Given a group of n people labeled from 1 to n, the task is to split them into two groups of any size such that no two people who dislike each other are in the same group. The input consists of the integer n and an array dislikes[] where each element [ai, bi] indicates that the person labeled ai dislikes the person labeled bi. The task is to return true if it is possible to split the people into two groups in this way, and false otherwise.
Examples:
Input: n = 4, dislikes = [[1, 2], [1, 3], [2, 4]]
Output: true
Explanation: The first group can have [1, 4], and the second group can have [2, 3].Input: n = 3, dislikes = [[1, 2], [1, 3], [2, 3]]
Output: false
Explanation: We need at least 3 groups to divide them because person 1 dislikes both 2 and 3, and person 2 and 3 dislike each other.
Approach:
The problem can be viewed as a graph coloring problem where each person represents a node and each dislike pair represents an edge. The goal is to determine if the graph can be bipartite, which means we can color the graph using two colors such that no two adjacent nodes share the same color.
Step by Step Approach:
- Graph Representation:
- Represent the graph using an adjacency list where each person is a node, and each dislike pair is an undirected edge.
- Initialization:
- Create a color array to store the color (group) of each person, initialized to -1 (indicating uncolored).
- Bipartite Check:
- Use a BFS or DFS approach to try coloring the graph. Start from each uncolored node, assign a color, and attempt to color all connected nodes with the opposite color.
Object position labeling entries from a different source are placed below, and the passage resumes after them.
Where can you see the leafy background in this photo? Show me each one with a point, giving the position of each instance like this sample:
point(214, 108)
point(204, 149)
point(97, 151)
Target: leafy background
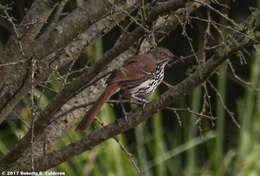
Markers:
point(166, 144)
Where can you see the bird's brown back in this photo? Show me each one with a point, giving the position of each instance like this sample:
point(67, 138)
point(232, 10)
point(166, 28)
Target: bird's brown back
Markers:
point(135, 69)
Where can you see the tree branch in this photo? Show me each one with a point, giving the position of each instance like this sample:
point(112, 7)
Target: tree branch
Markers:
point(169, 97)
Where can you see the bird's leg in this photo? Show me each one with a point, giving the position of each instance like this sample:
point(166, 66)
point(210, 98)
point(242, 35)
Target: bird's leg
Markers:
point(141, 100)
point(123, 108)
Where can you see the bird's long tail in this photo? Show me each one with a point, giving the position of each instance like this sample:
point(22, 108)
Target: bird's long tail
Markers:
point(89, 117)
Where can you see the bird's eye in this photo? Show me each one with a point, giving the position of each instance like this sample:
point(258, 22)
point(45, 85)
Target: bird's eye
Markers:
point(163, 53)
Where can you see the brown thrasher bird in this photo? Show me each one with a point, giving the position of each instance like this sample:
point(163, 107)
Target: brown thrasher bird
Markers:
point(138, 78)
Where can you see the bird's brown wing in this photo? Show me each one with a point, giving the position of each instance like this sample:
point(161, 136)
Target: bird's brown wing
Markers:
point(135, 70)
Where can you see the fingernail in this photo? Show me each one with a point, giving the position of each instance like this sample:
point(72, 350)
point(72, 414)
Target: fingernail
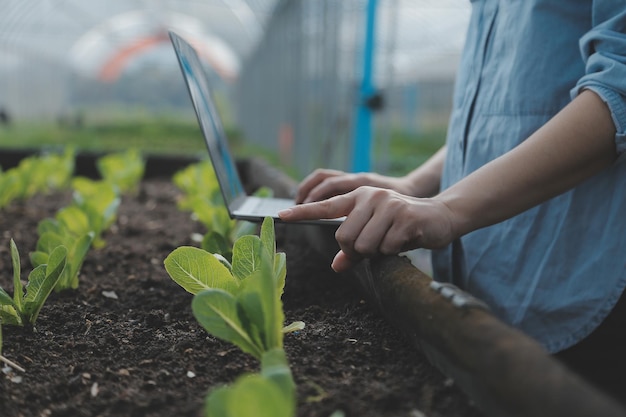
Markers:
point(285, 213)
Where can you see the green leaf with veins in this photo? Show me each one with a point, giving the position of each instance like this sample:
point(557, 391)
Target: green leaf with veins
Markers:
point(195, 270)
point(216, 311)
point(246, 256)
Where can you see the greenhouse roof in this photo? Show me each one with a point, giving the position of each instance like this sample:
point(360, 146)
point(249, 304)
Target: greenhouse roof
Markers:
point(99, 38)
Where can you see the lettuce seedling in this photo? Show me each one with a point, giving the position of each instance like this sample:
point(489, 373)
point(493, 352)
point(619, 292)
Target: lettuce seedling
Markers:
point(94, 209)
point(26, 303)
point(52, 234)
point(240, 303)
point(36, 174)
point(268, 394)
point(123, 169)
point(202, 196)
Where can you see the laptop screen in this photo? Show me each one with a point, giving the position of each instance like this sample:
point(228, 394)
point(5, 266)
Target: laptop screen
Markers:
point(214, 135)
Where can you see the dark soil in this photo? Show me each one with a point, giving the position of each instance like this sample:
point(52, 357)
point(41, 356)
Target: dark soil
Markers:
point(143, 353)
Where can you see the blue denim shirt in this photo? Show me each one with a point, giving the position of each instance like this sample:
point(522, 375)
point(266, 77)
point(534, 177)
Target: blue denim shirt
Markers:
point(556, 270)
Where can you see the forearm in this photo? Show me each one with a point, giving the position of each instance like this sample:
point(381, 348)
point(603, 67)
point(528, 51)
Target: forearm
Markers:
point(573, 146)
point(425, 180)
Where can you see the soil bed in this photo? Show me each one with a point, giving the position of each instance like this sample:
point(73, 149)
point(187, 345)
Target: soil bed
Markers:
point(126, 344)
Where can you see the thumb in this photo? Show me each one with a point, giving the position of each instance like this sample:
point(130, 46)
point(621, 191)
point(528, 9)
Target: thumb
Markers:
point(341, 262)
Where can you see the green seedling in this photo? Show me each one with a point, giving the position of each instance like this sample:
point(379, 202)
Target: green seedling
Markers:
point(123, 169)
point(24, 307)
point(268, 394)
point(52, 234)
point(94, 209)
point(238, 302)
point(36, 174)
point(202, 196)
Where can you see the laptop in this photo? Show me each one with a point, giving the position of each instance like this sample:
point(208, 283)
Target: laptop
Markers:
point(240, 205)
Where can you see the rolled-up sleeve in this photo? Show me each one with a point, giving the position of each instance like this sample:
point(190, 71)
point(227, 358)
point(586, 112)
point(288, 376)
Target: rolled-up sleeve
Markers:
point(603, 49)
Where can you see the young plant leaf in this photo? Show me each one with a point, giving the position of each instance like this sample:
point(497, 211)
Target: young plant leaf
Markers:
point(195, 270)
point(8, 315)
point(5, 299)
point(294, 327)
point(213, 242)
point(18, 288)
point(41, 281)
point(246, 256)
point(216, 311)
point(251, 395)
point(261, 304)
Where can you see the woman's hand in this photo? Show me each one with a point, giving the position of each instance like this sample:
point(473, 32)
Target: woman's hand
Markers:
point(326, 183)
point(379, 222)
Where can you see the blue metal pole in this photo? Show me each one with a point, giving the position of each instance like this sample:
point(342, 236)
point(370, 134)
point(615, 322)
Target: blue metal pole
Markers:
point(362, 133)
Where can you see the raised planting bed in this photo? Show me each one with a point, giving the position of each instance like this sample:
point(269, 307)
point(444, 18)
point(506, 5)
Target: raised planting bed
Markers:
point(379, 341)
point(125, 342)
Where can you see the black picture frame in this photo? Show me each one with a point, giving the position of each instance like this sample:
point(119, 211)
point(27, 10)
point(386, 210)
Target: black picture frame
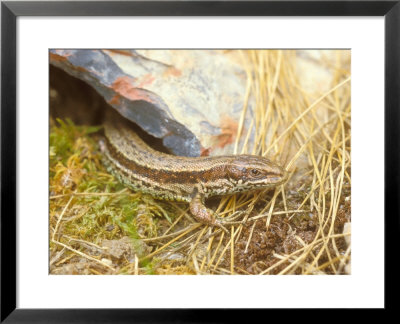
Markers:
point(9, 13)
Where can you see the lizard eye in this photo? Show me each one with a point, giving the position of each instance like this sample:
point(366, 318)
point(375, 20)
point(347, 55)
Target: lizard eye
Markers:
point(255, 172)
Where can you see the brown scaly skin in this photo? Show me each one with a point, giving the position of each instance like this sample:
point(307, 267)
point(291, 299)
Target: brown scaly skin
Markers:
point(178, 178)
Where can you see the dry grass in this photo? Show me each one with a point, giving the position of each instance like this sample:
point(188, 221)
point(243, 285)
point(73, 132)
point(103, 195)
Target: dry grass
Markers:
point(296, 229)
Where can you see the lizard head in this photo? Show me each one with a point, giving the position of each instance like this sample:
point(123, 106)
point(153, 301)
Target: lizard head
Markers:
point(250, 172)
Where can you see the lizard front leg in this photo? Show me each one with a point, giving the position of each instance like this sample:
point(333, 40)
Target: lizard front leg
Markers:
point(201, 212)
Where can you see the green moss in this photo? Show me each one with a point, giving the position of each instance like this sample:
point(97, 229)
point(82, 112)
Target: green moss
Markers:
point(101, 208)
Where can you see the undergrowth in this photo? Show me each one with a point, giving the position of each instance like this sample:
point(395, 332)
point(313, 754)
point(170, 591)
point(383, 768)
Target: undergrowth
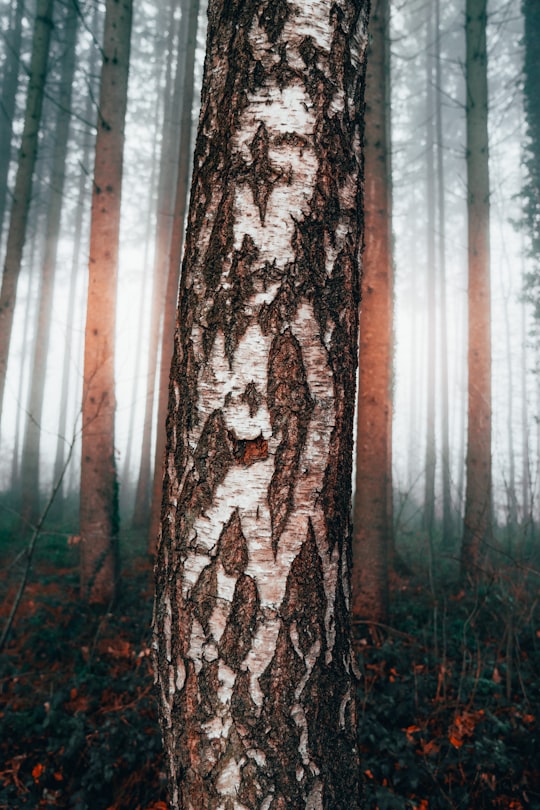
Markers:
point(448, 700)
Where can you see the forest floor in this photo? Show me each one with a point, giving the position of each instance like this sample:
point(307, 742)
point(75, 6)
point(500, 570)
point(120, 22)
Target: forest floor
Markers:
point(448, 702)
- If a conflict is found (i.e., two adjacent nodes have the same color), return false.
- If all nodes can be successfully colored, return true.
Below is the implementation of the above approach:
#include <iostream>
#include <vector>
#include <queue>
using namespace std;
bool possibleBipartition(int n, vector<vector<int>>& dislikes) {
// Create the adjacency list for the graph
vector<vector<int>> graph(n + 1);
for (const auto& pair : dislikes) {
graph[pair[0]].push_back(pair[1]);
graph[pair[1]].push_back(pair[0]);
}
// Color array, -1 means uncolored
vector<int> color(n + 1, -1);
// Use BFS to try to color the graph
for (int i = 1; i <= n; ++i) {
if (color[i] == -1) {
queue<int> q;
q.push(i);
color[i] = 0; // Assign the first color
while (!q.empty()) {
int node = q.front();
q.pop();
for (int neighbor : graph[node]) {
if (color[neighbor] == -1) {
// Assign opposite color to the neighbor
color[neighbor] = 1 - color[node];
q.push(neighbor);
} else if (color[neighbor] == color[node]) {
// Conflict found
return false;
}
}
}
}
}
return true;
}
// Driver code
int main() {
vector<vector<int>> dislikes1 = {{1, 2}, {1, 3}, {2, 4}};
cout << (possibleBipartition(4, dislikes1) ? "true" : "false") << endl;
return 0;
}
Output
true
Time Complexity: O(n+m), where n is the number of people (nodes) and m is the number of dislike pairs (edges). This is because we traverse each node and edge once.
Auxiliary Space: O(n+m), due to the storage used for the adjacency list and the color array.